To enhance security, AWS monitoring, and alerting allow organizations to set up custom alarms based on predefined thresholds and security rules. These alarms trigger real-time alerts whenever suspicious activities, unauthorized access attempts, or unusual patterns are detected, empowering security personnel to respond swiftly to potential security breaches.
One of the scenarios is using the AWS EventBridge for login Alerts, which enables you to capture and process events from various AWS services and integrate them with other AWS resources. Additionally, AWS Simple Notification Service (SNS) allows you to send notifications to different endpoints, such as email, SMS, or mobile push notifications. Once the setup is complete, AWS EventBridge will capture login events from AWS CloudTrail and send them to the SNS topic. Subscribers of the SNS topic will then receive notifications in real-time whenever a login event occurs in their AWS account.
AWS Security Hub
AWS Security Hub is a cloud security posture management tool designed to enhance the security of your AWS environment. It provides a comprehensive view of your security, operations, and compliance data, offering a unified perspective of security alerts and posture across all AWS accounts. This enables easy tracking, prioritization, and identification of trends and patterns in security issues. By correlating security findings with operational data like AWS CloudTrail logs and customer logs, Security Hub facilitates a deeper understanding of the root cause of security problems, allowing for quicker corrective action.
Moreover, it incorporates automated security checks based on AWS best practices and industry standards, aiding in the swift identification and remediation of security vulnerabilities. The platform generates findings from various AWS services and partner products, allowing users to filter, aggregate, and visualize these insights. AWS Security Hub’s benefits include a single view of security posture, root cause identification of security issues, automated security checks for AWS resources, and an easy-to-use console for streamlined management.

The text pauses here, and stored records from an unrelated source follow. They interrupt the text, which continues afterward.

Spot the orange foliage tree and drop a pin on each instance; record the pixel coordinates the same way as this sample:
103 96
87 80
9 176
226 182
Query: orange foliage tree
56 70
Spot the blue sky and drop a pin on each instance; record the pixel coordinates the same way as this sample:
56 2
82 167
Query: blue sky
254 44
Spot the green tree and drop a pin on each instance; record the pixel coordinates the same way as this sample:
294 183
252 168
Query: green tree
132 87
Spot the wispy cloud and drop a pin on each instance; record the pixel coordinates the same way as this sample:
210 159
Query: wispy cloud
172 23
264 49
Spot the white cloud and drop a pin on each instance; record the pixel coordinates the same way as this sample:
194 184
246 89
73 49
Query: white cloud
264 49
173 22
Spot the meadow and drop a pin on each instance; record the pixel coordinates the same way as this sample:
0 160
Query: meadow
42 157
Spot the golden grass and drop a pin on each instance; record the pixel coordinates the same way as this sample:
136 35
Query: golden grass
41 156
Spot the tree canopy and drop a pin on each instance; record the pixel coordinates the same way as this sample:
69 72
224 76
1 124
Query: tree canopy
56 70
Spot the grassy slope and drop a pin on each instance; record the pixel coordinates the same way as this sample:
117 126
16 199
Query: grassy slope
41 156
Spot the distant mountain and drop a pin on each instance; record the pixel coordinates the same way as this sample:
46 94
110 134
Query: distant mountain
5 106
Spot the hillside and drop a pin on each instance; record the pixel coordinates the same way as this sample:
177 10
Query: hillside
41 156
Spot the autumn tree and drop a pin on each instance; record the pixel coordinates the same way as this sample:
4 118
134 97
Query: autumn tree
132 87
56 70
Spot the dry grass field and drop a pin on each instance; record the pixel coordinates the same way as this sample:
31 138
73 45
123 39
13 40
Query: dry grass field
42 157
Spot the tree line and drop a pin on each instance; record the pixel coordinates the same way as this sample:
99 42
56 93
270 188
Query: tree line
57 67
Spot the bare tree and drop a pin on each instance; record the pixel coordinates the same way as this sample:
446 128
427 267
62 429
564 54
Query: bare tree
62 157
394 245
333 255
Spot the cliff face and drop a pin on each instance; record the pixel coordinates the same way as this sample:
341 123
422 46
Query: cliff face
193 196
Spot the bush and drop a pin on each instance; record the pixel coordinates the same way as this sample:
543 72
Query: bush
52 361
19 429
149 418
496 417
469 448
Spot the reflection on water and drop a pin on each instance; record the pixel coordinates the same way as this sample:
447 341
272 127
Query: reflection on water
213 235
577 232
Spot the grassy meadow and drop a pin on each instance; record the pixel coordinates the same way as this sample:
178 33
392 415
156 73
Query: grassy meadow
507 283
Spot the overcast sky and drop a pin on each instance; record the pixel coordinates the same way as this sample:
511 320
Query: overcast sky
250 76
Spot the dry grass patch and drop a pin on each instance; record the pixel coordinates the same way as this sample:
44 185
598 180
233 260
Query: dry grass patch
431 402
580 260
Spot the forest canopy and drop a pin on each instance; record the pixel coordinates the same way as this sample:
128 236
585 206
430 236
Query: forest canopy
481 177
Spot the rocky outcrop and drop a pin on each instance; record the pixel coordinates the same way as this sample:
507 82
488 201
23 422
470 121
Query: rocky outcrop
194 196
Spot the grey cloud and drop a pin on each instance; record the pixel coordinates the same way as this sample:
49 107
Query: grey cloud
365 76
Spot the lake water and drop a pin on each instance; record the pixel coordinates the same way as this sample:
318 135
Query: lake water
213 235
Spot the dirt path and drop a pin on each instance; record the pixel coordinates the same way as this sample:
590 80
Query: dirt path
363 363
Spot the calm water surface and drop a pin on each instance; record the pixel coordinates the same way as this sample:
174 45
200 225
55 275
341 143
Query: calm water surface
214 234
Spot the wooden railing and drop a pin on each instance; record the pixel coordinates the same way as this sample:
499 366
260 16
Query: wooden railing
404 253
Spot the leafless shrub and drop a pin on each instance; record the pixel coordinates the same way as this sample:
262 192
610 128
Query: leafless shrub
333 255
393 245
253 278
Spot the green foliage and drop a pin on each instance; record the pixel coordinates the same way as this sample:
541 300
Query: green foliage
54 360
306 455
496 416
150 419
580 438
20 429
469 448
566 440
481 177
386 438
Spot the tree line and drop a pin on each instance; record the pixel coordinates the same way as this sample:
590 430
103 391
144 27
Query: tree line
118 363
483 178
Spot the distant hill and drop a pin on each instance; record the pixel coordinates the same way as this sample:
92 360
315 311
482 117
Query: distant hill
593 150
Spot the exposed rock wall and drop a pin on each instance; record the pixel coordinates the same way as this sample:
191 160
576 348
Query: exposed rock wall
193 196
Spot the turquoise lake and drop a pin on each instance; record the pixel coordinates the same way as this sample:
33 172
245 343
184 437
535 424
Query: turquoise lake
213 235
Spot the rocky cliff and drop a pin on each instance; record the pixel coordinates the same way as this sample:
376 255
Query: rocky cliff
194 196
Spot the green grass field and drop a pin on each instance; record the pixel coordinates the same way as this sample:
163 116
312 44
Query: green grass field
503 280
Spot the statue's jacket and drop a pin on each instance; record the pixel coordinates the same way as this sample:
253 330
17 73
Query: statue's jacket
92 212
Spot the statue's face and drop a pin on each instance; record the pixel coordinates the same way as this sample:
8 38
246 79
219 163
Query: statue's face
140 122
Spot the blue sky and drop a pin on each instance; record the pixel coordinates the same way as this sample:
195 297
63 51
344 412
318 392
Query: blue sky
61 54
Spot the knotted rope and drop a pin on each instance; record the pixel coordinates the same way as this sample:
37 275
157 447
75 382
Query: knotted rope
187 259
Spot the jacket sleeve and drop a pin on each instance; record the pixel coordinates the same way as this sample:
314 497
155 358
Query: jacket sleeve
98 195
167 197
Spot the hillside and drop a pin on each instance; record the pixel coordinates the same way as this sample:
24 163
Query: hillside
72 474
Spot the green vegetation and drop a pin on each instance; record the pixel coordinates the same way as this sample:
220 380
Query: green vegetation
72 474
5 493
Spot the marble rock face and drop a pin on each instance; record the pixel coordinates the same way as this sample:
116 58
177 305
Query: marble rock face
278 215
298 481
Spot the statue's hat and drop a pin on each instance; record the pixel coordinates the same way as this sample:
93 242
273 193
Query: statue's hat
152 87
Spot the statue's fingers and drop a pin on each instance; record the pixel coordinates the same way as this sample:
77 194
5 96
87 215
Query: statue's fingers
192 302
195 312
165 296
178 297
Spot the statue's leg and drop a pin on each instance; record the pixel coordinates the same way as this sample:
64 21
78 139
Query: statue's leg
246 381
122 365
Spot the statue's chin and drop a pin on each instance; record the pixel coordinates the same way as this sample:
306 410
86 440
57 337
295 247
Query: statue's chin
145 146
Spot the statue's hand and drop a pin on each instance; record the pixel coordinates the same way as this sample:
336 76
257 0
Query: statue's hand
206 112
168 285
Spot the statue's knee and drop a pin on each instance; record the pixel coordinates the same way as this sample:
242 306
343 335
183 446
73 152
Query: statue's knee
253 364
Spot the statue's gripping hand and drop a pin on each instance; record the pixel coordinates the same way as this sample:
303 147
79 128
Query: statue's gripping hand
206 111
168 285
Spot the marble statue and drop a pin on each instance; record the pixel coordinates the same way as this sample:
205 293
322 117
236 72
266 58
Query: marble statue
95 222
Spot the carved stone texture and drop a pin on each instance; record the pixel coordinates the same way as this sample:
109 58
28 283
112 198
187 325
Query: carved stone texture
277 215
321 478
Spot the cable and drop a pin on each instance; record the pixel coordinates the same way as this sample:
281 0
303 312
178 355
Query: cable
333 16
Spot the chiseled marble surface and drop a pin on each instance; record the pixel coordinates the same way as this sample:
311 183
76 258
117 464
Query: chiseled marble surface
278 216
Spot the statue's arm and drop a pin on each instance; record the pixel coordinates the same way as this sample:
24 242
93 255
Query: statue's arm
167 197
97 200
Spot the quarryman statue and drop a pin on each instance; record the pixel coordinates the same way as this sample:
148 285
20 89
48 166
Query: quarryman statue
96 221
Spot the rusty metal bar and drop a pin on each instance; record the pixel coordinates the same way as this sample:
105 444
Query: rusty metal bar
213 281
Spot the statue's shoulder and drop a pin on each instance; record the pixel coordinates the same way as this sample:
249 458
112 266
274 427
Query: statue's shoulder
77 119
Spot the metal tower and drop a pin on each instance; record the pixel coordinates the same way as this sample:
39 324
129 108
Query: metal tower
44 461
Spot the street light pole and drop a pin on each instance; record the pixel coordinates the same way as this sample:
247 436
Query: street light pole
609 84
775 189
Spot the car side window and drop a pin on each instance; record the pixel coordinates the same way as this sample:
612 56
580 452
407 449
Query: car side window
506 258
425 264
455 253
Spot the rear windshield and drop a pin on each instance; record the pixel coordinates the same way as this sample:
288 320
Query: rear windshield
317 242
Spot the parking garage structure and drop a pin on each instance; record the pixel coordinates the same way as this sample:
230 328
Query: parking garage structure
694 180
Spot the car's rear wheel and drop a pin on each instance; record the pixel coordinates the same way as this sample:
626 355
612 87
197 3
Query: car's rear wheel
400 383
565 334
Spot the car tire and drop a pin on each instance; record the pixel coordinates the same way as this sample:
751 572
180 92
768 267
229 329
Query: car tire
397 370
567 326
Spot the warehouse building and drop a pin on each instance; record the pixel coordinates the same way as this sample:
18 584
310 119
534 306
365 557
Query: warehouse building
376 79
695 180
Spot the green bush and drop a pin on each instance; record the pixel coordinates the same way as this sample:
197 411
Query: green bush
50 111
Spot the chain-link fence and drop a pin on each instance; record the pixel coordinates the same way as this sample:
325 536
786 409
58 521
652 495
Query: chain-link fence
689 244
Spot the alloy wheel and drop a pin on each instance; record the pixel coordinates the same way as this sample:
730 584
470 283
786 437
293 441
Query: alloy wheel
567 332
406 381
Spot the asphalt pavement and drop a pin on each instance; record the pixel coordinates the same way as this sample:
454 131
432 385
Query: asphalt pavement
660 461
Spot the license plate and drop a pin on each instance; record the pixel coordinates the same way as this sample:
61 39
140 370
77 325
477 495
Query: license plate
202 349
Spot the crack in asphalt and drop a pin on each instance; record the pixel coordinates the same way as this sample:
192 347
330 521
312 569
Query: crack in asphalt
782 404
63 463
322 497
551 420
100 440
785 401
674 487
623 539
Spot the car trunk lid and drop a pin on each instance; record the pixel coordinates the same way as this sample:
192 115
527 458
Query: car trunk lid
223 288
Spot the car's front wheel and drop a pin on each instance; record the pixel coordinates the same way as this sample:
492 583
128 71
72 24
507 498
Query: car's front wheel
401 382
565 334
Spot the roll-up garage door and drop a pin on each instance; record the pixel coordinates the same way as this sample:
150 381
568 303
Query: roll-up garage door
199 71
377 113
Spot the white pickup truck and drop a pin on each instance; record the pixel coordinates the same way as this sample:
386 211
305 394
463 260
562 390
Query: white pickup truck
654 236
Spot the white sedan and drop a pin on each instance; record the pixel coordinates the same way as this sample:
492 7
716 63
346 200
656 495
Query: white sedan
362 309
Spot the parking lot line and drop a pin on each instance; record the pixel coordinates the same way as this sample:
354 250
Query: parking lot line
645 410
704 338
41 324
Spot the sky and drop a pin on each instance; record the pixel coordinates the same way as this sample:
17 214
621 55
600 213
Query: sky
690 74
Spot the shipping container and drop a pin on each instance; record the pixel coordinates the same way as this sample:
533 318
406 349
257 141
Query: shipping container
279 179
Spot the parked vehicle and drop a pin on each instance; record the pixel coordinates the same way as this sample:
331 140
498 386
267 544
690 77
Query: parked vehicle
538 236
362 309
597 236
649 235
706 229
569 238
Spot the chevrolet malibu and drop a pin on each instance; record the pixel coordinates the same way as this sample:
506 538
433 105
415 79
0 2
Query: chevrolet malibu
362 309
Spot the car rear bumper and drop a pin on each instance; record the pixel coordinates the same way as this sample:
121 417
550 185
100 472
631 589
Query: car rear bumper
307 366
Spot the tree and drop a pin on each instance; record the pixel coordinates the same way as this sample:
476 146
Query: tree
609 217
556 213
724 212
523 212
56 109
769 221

If you’re seeking to improve your AWS environment’s security, AWS Security Hub is an excellent choice, providing a user-friendly and efficient solution to identify and resolve security concerns promptly.
By leveraging AWS security standards, monitoring and alerting services, organizations can strengthen their security posture, effectively detect and respond to security incidents, and maintain compliance with industry regulations. As cloud environments become increasingly complex, having robust monitoring and alerting mechanisms is essential to safeguarding sensitive data and maintaining a resilient security infrastructure in the cloud.